Nonfarm payrolls increased by 638,000 jobs last month after rising by 672,000 in September, the Labor Department said in its closely watched employment report on Friday. That was the smallest gain since the jobs recovery started in May and left employment still well below its peak in February.
The unemployment rate fell to 6.9 percent from 7.9 percent in September. Economists polled by Reuters had forecast payrolls advancing by 600,000 jobs in October and the jobless rate dipping to 7.7 percent.
The report underscored the challenges the next president, whether it is incumbent Republican Donald Trump or Democrat Joe Biden, confronts to keep the economy growing as it heals from the deepest recession since the Great Depression.

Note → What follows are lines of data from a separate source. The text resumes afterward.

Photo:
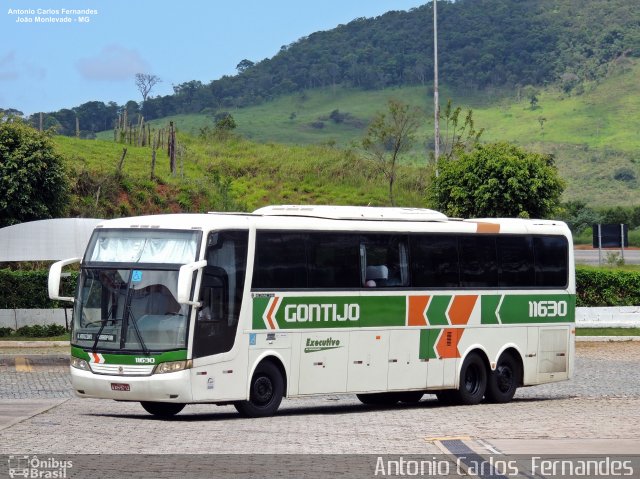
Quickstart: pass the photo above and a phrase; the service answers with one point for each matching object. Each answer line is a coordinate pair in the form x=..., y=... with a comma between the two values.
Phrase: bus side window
x=385, y=261
x=221, y=293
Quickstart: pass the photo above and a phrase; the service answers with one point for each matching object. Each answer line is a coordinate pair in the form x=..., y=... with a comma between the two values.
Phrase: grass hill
x=594, y=135
x=231, y=174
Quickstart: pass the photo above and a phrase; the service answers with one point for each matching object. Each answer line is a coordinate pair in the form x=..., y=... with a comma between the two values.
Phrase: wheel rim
x=262, y=390
x=504, y=378
x=472, y=380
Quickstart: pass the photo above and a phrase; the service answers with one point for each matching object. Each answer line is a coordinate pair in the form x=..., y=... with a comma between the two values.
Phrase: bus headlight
x=79, y=364
x=172, y=366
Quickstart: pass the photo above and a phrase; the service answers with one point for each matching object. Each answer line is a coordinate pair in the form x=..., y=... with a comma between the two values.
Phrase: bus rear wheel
x=504, y=381
x=162, y=409
x=473, y=381
x=265, y=394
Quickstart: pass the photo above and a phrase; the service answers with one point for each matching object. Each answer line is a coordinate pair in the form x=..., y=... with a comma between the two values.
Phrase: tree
x=457, y=137
x=390, y=134
x=33, y=185
x=244, y=65
x=145, y=83
x=498, y=180
x=224, y=122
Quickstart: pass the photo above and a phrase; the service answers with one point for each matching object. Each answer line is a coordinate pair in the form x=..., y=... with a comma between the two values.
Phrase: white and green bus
x=385, y=303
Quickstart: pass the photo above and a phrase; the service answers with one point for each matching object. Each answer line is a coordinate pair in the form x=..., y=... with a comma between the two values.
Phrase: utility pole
x=436, y=102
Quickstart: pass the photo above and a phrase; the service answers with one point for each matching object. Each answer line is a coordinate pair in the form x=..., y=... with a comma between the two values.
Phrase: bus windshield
x=127, y=291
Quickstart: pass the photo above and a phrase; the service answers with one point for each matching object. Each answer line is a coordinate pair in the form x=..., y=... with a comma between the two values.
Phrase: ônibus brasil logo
x=314, y=345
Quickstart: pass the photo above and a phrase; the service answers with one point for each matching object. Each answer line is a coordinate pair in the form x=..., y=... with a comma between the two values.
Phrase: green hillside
x=595, y=136
x=225, y=175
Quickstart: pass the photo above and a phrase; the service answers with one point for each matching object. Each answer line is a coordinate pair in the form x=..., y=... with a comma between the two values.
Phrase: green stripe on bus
x=295, y=312
x=537, y=308
x=489, y=306
x=317, y=312
x=437, y=310
x=178, y=355
x=428, y=338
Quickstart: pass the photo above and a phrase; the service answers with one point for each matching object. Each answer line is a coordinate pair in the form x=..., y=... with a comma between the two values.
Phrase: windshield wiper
x=104, y=323
x=132, y=319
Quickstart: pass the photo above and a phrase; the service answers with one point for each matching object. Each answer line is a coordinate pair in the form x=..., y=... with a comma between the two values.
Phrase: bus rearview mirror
x=185, y=279
x=55, y=275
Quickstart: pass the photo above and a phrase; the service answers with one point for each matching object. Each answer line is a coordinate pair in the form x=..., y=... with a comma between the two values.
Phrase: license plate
x=120, y=387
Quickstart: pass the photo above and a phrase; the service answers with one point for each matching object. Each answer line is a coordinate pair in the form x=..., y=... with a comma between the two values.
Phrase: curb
x=606, y=339
x=66, y=344
x=34, y=344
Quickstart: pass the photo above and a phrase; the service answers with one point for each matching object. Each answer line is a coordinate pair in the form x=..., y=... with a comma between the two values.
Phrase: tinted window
x=385, y=261
x=434, y=261
x=221, y=293
x=551, y=254
x=515, y=261
x=333, y=260
x=478, y=265
x=280, y=261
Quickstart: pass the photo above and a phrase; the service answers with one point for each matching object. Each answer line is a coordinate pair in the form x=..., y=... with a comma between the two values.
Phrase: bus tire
x=162, y=409
x=265, y=392
x=504, y=381
x=378, y=399
x=473, y=381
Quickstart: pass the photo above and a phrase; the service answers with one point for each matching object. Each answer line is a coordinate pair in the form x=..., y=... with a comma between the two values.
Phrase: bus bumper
x=168, y=387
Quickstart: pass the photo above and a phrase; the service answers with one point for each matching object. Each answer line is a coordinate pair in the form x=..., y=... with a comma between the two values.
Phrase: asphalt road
x=597, y=412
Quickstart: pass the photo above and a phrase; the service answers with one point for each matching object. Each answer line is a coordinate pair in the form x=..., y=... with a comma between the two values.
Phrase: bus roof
x=368, y=213
x=340, y=218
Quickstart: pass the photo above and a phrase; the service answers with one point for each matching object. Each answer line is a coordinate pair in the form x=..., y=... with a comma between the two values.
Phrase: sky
x=47, y=66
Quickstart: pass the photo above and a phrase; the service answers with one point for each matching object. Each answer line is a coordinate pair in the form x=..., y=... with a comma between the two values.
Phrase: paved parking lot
x=597, y=411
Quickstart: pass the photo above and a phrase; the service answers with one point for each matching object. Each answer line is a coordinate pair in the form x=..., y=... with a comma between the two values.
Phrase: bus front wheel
x=162, y=409
x=265, y=394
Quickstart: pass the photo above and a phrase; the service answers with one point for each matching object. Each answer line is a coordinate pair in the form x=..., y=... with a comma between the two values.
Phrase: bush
x=5, y=332
x=602, y=287
x=38, y=331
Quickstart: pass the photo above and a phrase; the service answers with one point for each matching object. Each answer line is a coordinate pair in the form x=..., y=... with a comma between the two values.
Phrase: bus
x=388, y=304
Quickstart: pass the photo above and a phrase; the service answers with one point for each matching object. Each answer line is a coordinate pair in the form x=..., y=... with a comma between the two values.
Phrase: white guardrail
x=616, y=317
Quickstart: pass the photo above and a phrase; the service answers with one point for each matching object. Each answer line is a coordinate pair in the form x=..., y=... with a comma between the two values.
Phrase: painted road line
x=23, y=365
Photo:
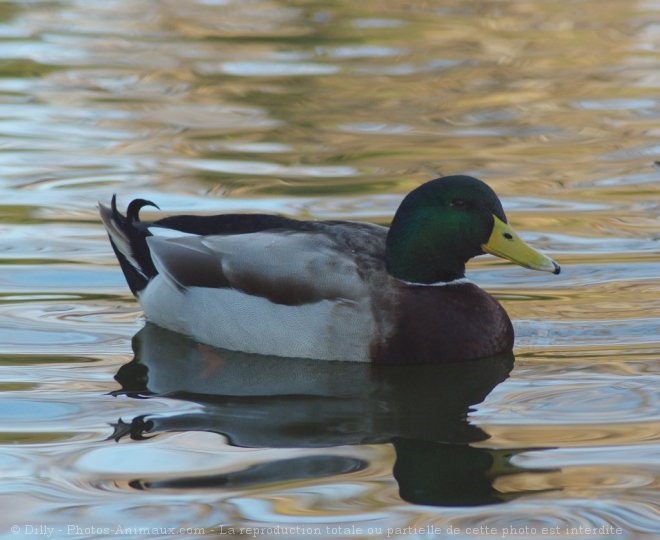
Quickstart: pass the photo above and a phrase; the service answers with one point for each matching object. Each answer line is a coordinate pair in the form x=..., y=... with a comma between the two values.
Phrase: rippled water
x=330, y=110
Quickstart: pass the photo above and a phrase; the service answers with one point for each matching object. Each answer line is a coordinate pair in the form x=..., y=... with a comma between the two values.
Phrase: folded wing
x=285, y=267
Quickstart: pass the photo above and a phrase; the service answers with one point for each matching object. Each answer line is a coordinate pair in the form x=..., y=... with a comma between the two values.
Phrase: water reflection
x=268, y=402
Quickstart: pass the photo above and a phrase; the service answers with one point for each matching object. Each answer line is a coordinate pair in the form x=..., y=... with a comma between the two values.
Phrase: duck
x=329, y=290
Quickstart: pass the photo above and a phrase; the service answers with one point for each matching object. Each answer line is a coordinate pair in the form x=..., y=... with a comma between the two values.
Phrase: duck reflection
x=260, y=401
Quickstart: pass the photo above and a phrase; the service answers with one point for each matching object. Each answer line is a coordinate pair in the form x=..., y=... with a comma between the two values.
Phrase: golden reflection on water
x=330, y=111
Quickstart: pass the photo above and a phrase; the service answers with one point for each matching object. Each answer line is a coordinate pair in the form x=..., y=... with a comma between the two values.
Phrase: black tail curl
x=129, y=242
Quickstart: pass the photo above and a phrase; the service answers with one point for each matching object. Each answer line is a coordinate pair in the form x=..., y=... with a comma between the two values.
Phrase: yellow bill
x=505, y=243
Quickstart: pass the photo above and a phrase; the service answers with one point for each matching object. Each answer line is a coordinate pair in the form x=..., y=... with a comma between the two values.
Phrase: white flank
x=325, y=330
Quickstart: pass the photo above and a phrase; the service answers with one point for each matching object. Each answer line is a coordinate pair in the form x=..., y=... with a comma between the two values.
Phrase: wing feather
x=291, y=268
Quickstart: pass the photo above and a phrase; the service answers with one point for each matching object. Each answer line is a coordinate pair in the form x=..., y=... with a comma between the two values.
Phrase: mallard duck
x=329, y=290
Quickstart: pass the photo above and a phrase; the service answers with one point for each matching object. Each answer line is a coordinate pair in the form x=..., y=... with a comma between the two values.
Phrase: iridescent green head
x=447, y=221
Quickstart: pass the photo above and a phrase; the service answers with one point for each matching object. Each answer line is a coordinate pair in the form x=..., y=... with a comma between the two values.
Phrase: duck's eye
x=460, y=203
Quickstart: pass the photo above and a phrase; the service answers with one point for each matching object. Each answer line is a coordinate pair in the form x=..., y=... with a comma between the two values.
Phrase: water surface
x=330, y=110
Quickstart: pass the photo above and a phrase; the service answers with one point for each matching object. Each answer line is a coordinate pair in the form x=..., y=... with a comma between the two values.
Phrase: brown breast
x=443, y=324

Biden edged closer to winning the White House early on Friday as he took a narrow lead over Trump in the battleground state of Georgia. Trump on Thursday alleged fraud without providing evidence, filing lawsuits and calling for recounts in a race yet to be decided since polls closed on Tuesday.
A contested election reduces the chances of another coronavirus rescue package from the government this year. Even if more fiscal policy is agreed on, it will likely be smaller than had been anticipated before the election.
That will shift the spotlight to the Federal Reserve. The U.S. central bank kept interest rates near zero on Thursday. Fed Chair Jerome Powell acknowledged the pace of improvement in the economy and labor market had moderated, noting that the recovery would be stronger with more fiscal support.
More than $3 trillion in government pandemic relief for businesses and workers fueled a historic 33.1 percent annualized rate of economic growth in the third quarter. That followed a record 31.4 percent pace of contraction in the April-June quarter.
Lack of fiscal stimulus and spiraling new coronavirus infections across the country have put the economy on a sharply slower growth path heading into the fourth quarter. Restaurants and gyms have moved outdoors, but cooler weather and the resurgence in COVID-19 infections could leave many in trouble.
Even if states and local governments do not impose new restrictions on businesses, consumers are likely to stay away, fearing exposure to the respiratory illness. The United States set a one-day record for new coronavirus cases on Wednesday with at least 102,591 infections, according to a Reuters tally.
Though small and medium-sized businesses have suffered most from the pandemic, large corporations have not been spared. Exxon Mobil last month announced 1,900 layoffs in the United States. Boeing said it expected to eliminate about 30,000 jobs, 11,000 more than previously planned, by end-2021.
While the unemployment rate has dropped from a peak of 14.7 percent in April, it has been biased down by people misclassifying themselves as being “employed but absent from work.”
At least 21.5 million people were receiving unemployment benefits in mid-October. Many people, mostly women, have dropped out of the labor force to look after children or because they fear contracting the virus.